Perhaps this is The Big Risk that people like myself have to take. Perhaps softening our hearts is the only way to live an authentic and fulfilling life. And perhaps that’s the way we’re meant to live.
It seems as though every social media website that you are a part of does a recap or annual report at the end of every December. WordPress just sent me my report, which was lovely and well put together. Facebook, on the other hand, just placed the photos that I’d posted that had the most likes. And most of those photos weren’t even of me or my loved ones, which was hilarious.
So, I’m going to do my own recap. It’s a bit of a “behind the scenes” post, since I didn’t really document these things here. Anyway, as promised, I’ve listed the highlights from this year – and there are a lot:
- I shared this blog with my friends
- I wrote blog posts every month this year
- I got the push to do the above from Anita Wing Lee, my coach who had helped me so much with my career and mindset towards money, success, happiness, and fulfillment
- I made more big purchases (such as the above) which have been worth it
- Learned how to do EFT/tapping, meditate, and do an intuition reading
- I had 3 jobs, all of which I at least really liked and helped me to grow
- Between the first job this year and the unfulfilling job from 2014, the gap was around 4 months of unemployment and uncertainty
- Between the first and second job this year was a nonexistent unemployment gap
- Between the second and third (current) job this year was a 2 week unemployment gap – such a difference!

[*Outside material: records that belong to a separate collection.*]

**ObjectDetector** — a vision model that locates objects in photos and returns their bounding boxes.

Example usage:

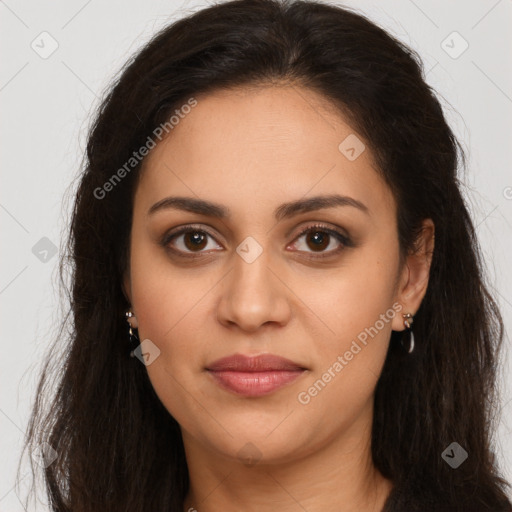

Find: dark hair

[21,0,512,512]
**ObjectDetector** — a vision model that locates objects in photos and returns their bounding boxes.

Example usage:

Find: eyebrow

[148,194,370,221]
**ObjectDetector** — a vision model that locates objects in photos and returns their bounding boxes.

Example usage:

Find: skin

[124,84,434,512]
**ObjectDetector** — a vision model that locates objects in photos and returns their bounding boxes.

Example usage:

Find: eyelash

[161,224,355,259]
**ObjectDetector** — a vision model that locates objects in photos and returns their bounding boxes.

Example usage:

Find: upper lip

[206,354,305,372]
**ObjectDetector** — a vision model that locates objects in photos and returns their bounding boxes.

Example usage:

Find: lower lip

[209,370,305,396]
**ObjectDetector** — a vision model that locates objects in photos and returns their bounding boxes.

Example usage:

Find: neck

[183,406,392,512]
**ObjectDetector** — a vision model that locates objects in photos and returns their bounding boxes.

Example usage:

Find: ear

[392,219,435,331]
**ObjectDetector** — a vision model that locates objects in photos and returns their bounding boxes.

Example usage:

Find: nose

[217,245,292,332]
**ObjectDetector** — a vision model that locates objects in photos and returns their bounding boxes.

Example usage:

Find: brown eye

[292,225,353,257]
[162,226,222,256]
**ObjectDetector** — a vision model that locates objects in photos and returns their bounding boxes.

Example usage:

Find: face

[124,86,428,463]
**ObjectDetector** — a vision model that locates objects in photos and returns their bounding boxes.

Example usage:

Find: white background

[0,0,512,512]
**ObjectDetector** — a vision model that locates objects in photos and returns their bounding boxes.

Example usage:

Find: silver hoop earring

[400,313,414,354]
[125,310,140,357]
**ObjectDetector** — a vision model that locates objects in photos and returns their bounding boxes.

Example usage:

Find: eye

[292,224,353,257]
[162,226,222,257]
[161,224,354,258]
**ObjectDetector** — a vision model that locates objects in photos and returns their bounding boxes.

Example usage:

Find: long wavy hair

[21,0,512,512]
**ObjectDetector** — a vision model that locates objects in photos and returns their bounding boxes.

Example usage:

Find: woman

[22,0,512,512]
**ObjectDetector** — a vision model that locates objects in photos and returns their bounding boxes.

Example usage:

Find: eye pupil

- Did a lot of networking – calling, e-mailing, going to events
- Volunteered for a great organization for 6 months and met wonderful people
- Cooked dinner and did the laundry for my family for the first time
- Watched Potted Potter, The Sound of Cracking Bones, Once, and Kinky Boots
- Watched Good Will Hunting, The Fault in Our Stars, Ides of March, Big Hero 6, The Help, Midnight in Paris, Amélie, Into the Woods, The Artist, Romantics Anonymous, Django Unchained, the Star Wars series, Wet Hot American Summer, Jan Austen Book Club, Naruto: The Last, Age of Ultron for the first time
- Watched Pitch Perfect 2, Inside Out, Mockingjay Part 2, and The Force Awakens in the theatre
- Finished Parks and Recreation – 7 seasons of my favourite show. What an amazing workplace comedy that poked fun at politics but also emphasized the importance of being kind and working hard with people you love to do good
- Watched Agent Carter, another great TV show which I will be following
- Read some more books for the first time – not as much as last year, but still felt proud of myself
- Ran my first running race – a 5k
- Painted my nails and put on makeup more often, and overall made self-care more of a priority. This did wonders for my mental health and well-being
- Discovered James Bay, an incredible musician
- Continued with yoga, started running outside more often, and went to the chiropractor a few times
- Went to High Park, Glen Rouge, and Algonquin Park for the first time – beautiful places where I discovered my love of hiking
- Got home super late from a house party for the first time
- Went to a cousin’s wedding and cried. (First time crying at a wedding!)
- Actually dated!
- Got signed Avatar: The Last Airbender comics
- Happy and hopeful for my country’s leadership
So while Facebook didn’t really do a good job with capturing this year’s best moments, that’s okay. They can only do so much with the few photos I had posted. What matters is that 2015 was good to me, and I was in a good place in my life.